Turnstile causing 100% CPU and memory increase when reloading pages

We’ve been trying out Turnstile on a site that we’re developing. We’ve tried both explicit and implicit modes of loading turnstile, and both seem to trigger this issue. We are currently using Firefox 113.0.1.

The approximate STR are:

  • Load a page with Turnstile and verify it loads ok.
  • Reload the page several times.

Expected Results

=> Page always reloads correctly and the verification is shown.

Actual Results

=> At some stage the verification stops loading, the content process starts using 100% CPU and its memory increases at a fairly fast rate (e.g. a GB after a few mins). Generally at this stage the only way to recover is to kill the process.

This seems to happen more frequently if I reload the page whilst the verification is still loading from the previous page reload.

It is also worse if I defer loading the script and use explicit mode.

Anyone have any ideas?

Part of what makes turnstile useful is its proof of work ( Proof of work - Wikipedia ).
This gives the protection some built in resilience against bots such that even if they do pass the challenge as legitimate browsers, they are still forced to execute some computational expensive operations to pass the captcha.

This is a feature unless there is a bug in the code that somehow spikes the usage more than what’s expected.

Whats your website url?

Sorry, maybe my issue wasn’t clear enough.

When the process gets into a bad state, it stays there, at 100% CPU and continuously increasing memory. It does NOT recover.

Visiting another page without Turnstile and then visiting another page with Turnstile does NOT fix the 100% CPU & continuous memory increase. Turnstile might work again on that newly loaded page, but that content process is stuck (I’ve just tried it again, that process is now using 15GB and increasing by about 1GB a minute). Somehow, I don’t think that is right.

The only way to get out of it it is to kill the process.

The site is a test site at the moment so I’d prefer not to post it, but you can reproduce with the “Simple Cloudflare Turnstile” plugin installed and simply reloading the login page.

How many times do you reload the page?
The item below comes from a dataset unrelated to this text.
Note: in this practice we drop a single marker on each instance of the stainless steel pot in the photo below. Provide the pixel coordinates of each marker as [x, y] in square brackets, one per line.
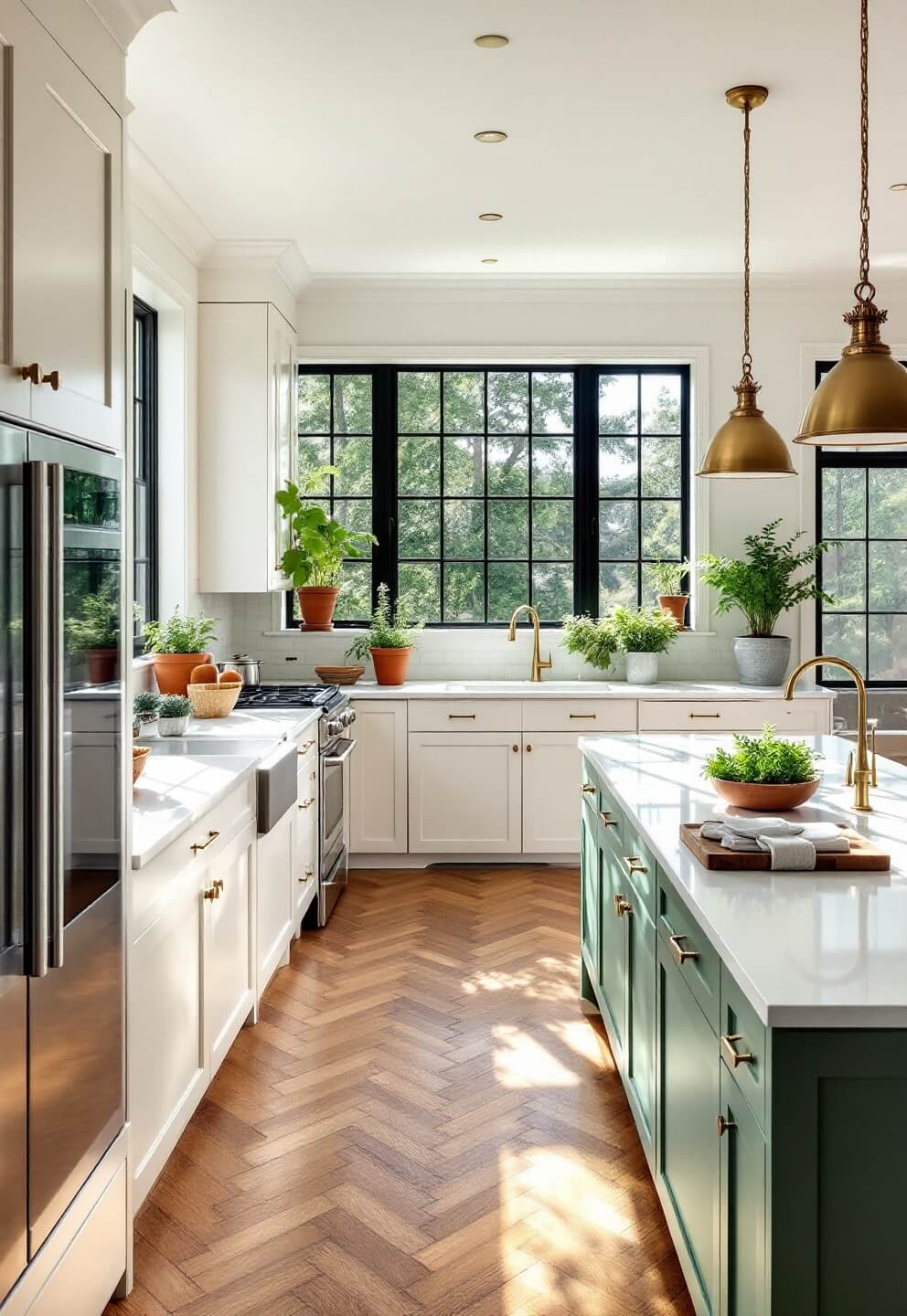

I just tried this using our Turnstile implementation and couldn’t get it to fail. I reloaded the page 20 times in a row without any issues. This was in Firefox 113.0.1 on Windows 11.

Typically I only have to reload a few times. I think it helps if you reload whilst the Turnstile is still processing, rather than waiting for it to complete.

So, in our implementation, the “Managed” Turnstile widget is hidden (via CSS) so I have no idea when it finishes processing. I simply reloaded the page where the widget is embedded 20 times in a row and didn’t experience any CPU “hit” at all. In our implementation, if the Turnstile challenges fail, we’ll display the widget so the user can check the box to be verified as a human.